The Court will see, both from the application of common sense and from a plethora of amicus briefs, that these concerns are not theoretical.  The HHS Secretary’s Advisory Committee on Genetics, Health, and Society found that patents on genes are discouraging follow-on research, hindering development of genetic tests, and discouraging laboratories from reporting medically significant results for fear of generating patent infringement liability. The American Medical Association and other medical groups – whose views the Court takes seriously – made this argument forcefully in Mayo, and has done so again in Myriad.

It also is impossible to deny that patents like Myriad’s, and the many other gene patents that would be sure to follow it if Myriad’s is upheld, will have an adverse effect on patient care, increasing the cost and reducing the availability of medical service. Allowing a single patent holder to control the use that is made of a gene prevents clinical testing by other labs, makes it impossible for patients to get second opinions, and keeps other labs from offering competing tests at a lower price. And this, effect, too, is plainly visible.

A Court that cares about the practicalities when thinking about patents can’t be happy with these obvious effects of a patent like Myriad’s.

What of the second side of the patent equation? That asks whether a patent is essential to encourage innovation – where, it will be recalled, then-Prof. Breyer would impose “a heavy burden of persuasion” on the would-be holder of intellectual property. And here, as well, what the Court already has said suggests that Myriad will not get much sympathy.

Basic medical research – as opposed, for example, to the development of particular pharmaceuticals – may be an area where common sense tells the Justices that patent protection is uniquely unnecessary. One would expect academic researchers and physicians to investigate the causes of breast and ovarian cancer without the promise of a patent at the end, as the AMA and academics have promised the Court. Academic researchers typically have many motivations – advancing knowledge, getting tenure, doing good – but profiting from a patent on the results of their basic research generally isn’t one of them. Much of this research, after all, is funded directly by the federal government, and will take place whether or not anyone sees the prospect of getting a patent at the end.

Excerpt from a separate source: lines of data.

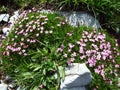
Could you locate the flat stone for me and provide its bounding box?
[58,11,101,28]
[60,63,92,90]
[60,87,87,90]
[0,14,10,22]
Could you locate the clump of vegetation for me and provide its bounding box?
[0,11,72,90]
[57,28,120,90]
[0,10,120,90]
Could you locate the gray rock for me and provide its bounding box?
[0,14,10,22]
[60,63,92,90]
[58,11,101,28]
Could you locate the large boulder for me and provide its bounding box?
[58,11,101,28]
[60,63,92,90]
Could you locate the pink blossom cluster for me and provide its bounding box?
[58,30,120,84]
[1,11,65,59]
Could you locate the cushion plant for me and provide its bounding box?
[0,12,120,90]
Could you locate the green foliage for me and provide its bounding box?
[55,0,120,34]
[0,8,120,90]
[0,12,73,90]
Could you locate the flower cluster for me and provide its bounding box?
[1,11,65,59]
[57,30,120,88]
[0,11,67,90]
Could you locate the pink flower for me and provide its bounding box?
[100,69,105,79]
[94,69,100,74]
[3,52,10,56]
[96,53,101,60]
[110,80,113,84]
[69,43,75,49]
[80,55,86,59]
[71,52,76,57]
[86,50,92,57]
[79,46,84,54]
[115,64,120,68]
[63,53,67,58]
[70,58,75,62]
[57,48,63,52]
[88,57,96,67]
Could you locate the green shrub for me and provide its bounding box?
[1,12,75,90]
[0,9,120,90]
[57,28,120,90]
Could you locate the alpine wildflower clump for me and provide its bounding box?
[57,30,120,90]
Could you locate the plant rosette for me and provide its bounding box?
[57,28,120,90]
[0,10,73,90]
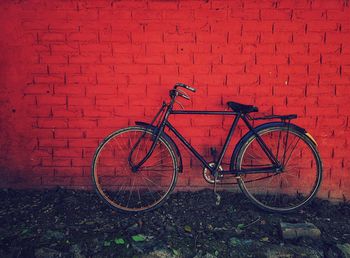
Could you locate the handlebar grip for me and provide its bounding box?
[175,82,196,92]
[178,92,190,100]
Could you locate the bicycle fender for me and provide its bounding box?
[231,122,317,168]
[135,121,183,173]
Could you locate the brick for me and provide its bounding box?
[98,117,128,128]
[293,9,327,21]
[96,95,128,107]
[101,53,133,65]
[68,119,97,128]
[179,64,211,75]
[50,42,79,54]
[290,54,321,65]
[68,96,95,106]
[116,64,147,74]
[146,43,177,55]
[212,64,244,74]
[100,31,131,43]
[131,31,164,44]
[277,64,307,75]
[322,54,350,65]
[242,21,273,33]
[177,42,212,54]
[147,64,178,74]
[55,129,83,139]
[134,54,164,64]
[67,32,97,42]
[227,74,258,85]
[223,54,255,65]
[194,74,226,87]
[327,9,350,21]
[309,43,346,54]
[48,64,81,74]
[194,9,228,20]
[52,105,82,118]
[229,7,260,20]
[165,53,193,64]
[163,9,194,21]
[36,95,66,105]
[261,9,292,21]
[39,32,66,42]
[326,32,350,44]
[38,118,67,128]
[228,32,261,44]
[196,32,228,43]
[260,32,293,44]
[256,54,288,65]
[40,55,68,64]
[69,54,101,64]
[79,43,112,54]
[164,32,195,43]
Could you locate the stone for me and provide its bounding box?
[337,243,350,258]
[265,245,323,258]
[141,248,176,258]
[280,222,321,240]
[34,247,66,258]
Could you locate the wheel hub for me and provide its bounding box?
[203,162,223,184]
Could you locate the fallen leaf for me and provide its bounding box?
[184,225,192,233]
[237,223,244,229]
[114,238,125,245]
[260,237,269,242]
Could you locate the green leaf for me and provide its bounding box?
[184,225,192,233]
[260,237,269,242]
[114,238,125,245]
[131,234,146,242]
[171,248,180,256]
[237,223,244,229]
[21,228,29,235]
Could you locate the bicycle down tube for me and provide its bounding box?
[133,108,281,175]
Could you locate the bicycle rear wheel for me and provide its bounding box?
[92,126,178,212]
[231,123,322,212]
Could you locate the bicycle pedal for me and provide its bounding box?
[215,193,221,206]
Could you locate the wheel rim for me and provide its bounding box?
[93,128,177,211]
[237,128,321,212]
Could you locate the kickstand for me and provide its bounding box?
[214,171,221,206]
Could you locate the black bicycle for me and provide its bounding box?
[92,83,322,212]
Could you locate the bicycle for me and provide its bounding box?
[92,83,322,213]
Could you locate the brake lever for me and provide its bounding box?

And the common sense is again backed up here by empirical evidence. The HHS Secretary’s Advisory Committee looked specifically at genetic research and found no case in which possession of exclusive rights was necessary either to encourage the development of a particular genetic test or resulted in faster test development.

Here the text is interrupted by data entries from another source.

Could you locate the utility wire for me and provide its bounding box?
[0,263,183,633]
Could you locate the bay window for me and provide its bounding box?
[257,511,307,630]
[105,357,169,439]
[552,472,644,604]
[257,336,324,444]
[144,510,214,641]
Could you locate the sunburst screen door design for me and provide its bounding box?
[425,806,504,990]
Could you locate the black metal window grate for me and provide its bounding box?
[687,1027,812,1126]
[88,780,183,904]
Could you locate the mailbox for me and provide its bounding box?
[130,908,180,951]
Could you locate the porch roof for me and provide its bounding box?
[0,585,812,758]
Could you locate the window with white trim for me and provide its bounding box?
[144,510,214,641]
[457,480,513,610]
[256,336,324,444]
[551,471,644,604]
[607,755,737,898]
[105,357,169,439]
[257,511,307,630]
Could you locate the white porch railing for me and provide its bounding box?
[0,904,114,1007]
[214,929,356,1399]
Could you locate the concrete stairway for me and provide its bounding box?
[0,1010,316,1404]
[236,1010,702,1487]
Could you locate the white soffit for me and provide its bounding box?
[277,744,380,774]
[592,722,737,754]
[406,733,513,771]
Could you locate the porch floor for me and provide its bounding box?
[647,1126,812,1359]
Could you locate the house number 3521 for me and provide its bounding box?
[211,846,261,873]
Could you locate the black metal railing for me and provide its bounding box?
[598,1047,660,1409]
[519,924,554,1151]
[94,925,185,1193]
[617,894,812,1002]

This all puts Myriad in a very tough spot. The Court’s doctrine invites it to add up the pluses and minuses of the patent: does it do more good than harm? The context here would seem to make that an easy calculation. On the minus side: documented higher prices and less help for women who fear breast or ovarian cancer; less research; and fewer scientific advances – effects that would be felt widely as other genes are patented. On the plus side: not much. A Court that began its most recent patent decision by worrying about patents that “would risk disproportionately tying up the use of the underlying natural laws” is unlikely to find this a difficult decision.